Six miles of further trudging through the rain, and the American-German church sat imposingly on the roadside, seemingly far too grand for it's rural surroundings, the old building would not have looked out of place in any historic town in Europe, and maybe it didn't – in another reality, but he was past worrying about these misplaced anomalies.

The Man from Delaware was simply too tired to care, he wanted nothing more than to complete his task, balance the Omniverse and go back to his beautiful garden and his carvings.

In the churchyard he carefully laid down his raincoat and fished the packet of gaudily-coloured sticks from his pocket. Carefully counting sets of six different colours, five in all, thirty in total.

In his jacket lay another thirty. This time thirty marbles, two short for the standard game, but he knew that when the time came the missing duo would appear.

The bonbon tray was set down on the raincoat, the 'Ker' name facing the skies. Next he placed the cylindrical urn into the centre well of the tray, pushing it gently until it fit, unsurprisingly, perfectly. The 'Plunk' logo running up it's length, in line with the 'Ker'.
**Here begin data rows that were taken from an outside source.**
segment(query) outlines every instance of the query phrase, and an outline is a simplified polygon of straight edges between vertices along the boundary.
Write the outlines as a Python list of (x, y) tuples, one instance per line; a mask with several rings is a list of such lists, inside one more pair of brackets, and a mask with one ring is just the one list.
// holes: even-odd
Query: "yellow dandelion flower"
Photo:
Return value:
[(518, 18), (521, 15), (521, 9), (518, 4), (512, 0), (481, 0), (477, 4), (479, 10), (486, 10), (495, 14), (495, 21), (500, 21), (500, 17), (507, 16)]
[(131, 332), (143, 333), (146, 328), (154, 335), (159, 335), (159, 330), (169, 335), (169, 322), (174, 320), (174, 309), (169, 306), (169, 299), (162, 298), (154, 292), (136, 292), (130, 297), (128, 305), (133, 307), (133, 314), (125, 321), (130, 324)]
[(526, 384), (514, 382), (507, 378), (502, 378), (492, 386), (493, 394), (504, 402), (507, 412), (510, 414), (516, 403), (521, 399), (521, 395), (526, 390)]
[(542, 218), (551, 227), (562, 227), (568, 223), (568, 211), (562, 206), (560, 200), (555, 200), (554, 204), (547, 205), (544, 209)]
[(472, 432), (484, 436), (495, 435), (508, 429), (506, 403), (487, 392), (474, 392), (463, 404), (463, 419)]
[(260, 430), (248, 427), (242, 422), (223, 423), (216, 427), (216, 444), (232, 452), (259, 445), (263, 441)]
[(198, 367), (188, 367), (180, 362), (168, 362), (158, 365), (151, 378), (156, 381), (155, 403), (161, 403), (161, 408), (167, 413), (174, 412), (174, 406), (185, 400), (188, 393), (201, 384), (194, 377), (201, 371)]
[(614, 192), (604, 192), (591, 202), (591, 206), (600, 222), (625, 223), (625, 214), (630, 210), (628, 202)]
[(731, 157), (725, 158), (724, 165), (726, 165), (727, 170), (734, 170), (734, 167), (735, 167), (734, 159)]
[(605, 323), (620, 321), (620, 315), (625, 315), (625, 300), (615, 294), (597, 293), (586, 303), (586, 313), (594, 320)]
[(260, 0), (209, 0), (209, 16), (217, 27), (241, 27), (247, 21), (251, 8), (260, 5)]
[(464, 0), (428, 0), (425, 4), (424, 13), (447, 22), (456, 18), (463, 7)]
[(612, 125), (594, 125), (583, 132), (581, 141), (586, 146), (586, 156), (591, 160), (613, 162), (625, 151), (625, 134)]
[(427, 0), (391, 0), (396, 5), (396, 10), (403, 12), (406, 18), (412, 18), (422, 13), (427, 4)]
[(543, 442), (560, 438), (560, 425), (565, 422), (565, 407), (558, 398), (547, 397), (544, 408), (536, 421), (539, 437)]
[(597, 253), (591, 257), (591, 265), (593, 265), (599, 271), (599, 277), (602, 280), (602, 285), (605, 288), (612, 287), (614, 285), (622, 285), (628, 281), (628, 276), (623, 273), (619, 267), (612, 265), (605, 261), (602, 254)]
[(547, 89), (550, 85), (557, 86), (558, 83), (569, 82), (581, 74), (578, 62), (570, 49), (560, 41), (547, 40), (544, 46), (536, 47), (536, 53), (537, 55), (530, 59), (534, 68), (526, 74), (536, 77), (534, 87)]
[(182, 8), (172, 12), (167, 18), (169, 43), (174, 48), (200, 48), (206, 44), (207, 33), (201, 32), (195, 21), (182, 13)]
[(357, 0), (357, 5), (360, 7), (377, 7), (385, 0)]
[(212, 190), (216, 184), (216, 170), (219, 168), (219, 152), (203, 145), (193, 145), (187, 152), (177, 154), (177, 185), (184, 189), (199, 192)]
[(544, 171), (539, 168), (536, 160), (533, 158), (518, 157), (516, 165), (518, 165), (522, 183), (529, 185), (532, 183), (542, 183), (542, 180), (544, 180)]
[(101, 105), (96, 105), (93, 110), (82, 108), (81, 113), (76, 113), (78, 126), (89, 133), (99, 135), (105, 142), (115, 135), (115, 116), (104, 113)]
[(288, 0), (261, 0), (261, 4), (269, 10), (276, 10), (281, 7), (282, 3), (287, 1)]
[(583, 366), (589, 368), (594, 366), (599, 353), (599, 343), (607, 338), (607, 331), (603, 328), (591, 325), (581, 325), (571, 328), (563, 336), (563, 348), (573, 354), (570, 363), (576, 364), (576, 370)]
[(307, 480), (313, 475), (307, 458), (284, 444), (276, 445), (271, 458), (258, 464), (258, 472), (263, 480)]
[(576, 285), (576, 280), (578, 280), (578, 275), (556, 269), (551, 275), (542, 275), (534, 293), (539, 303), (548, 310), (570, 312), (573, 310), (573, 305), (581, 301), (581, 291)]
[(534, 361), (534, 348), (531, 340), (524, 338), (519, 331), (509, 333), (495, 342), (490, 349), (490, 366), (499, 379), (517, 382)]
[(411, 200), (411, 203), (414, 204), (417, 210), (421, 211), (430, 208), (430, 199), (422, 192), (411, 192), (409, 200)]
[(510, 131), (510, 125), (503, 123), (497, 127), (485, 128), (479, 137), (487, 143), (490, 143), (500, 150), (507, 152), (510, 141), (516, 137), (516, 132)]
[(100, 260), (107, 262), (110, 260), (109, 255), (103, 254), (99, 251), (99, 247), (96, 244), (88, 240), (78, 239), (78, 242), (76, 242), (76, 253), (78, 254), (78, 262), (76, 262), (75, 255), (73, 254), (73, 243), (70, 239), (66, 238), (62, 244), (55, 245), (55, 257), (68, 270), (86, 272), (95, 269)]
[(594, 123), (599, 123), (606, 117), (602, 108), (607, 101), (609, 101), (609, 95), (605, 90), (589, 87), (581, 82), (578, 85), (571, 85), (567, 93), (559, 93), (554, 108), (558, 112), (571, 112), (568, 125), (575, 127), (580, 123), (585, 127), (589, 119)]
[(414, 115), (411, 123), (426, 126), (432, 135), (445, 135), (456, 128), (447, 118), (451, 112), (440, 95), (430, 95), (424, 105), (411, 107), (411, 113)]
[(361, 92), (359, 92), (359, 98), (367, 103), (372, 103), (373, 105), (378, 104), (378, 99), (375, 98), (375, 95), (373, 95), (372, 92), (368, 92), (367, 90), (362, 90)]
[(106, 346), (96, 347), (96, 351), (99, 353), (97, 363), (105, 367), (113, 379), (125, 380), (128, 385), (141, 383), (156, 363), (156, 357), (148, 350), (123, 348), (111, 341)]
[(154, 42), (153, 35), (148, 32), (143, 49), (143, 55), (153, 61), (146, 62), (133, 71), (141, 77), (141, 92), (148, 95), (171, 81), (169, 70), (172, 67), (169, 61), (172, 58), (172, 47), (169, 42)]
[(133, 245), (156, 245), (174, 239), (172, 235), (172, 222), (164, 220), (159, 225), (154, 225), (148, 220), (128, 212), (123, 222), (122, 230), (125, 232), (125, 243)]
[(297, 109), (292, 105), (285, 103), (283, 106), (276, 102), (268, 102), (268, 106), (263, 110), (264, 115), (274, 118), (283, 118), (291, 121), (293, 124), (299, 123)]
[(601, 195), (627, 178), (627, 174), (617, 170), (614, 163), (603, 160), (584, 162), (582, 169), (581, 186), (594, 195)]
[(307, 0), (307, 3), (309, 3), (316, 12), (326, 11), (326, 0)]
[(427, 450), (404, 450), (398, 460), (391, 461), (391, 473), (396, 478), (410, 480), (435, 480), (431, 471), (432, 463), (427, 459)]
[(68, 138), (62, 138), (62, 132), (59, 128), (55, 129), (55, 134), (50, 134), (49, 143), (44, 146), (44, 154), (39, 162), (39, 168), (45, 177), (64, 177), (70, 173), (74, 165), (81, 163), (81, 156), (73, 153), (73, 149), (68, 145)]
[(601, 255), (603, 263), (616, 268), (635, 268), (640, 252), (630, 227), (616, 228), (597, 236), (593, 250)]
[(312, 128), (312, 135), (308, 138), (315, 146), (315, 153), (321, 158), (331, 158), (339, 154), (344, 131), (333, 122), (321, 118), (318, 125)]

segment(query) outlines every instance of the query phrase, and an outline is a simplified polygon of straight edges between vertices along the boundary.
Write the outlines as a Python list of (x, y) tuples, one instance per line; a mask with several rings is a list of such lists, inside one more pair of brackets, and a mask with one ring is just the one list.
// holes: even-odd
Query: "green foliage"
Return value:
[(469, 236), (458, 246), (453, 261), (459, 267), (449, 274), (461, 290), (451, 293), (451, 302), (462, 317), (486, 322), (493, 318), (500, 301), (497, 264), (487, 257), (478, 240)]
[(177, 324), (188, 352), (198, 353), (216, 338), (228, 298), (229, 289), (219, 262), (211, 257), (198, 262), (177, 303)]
He carefully threaded the thirty sticks through the filigree work, unscrewed the top from the casket and filled the upper half with the thirty marbles.

The rain beat down on the churchyard in Marble, Pennsylvania, lightning flashed, illuminating the golden 'Ker-Plunk' game. From out of the storm clouds came two beautifully glowing spheres, one Light, one Dark.

Shrinking as they descended, the spheres glided to a halt just above the open casket, touching each other in a blaze of pan-dimensional light, they sank into the cylinder.

One more flash of celestial fireworks and the game simply disappeared, resetting the Omniverse, balancing the multi-verse's infinite realities and causing a further three-hour delay around the roadworks in Clarion.

The Man from Delaware shrugged, picking up his soaking wet raincoat, feeling the rain in his brogues, he smiled without toothache, content that his work was done and he could go home.

(Author's Note: My Bleedin' Wonderful Life will be available in many good realities on 6/09/2119.)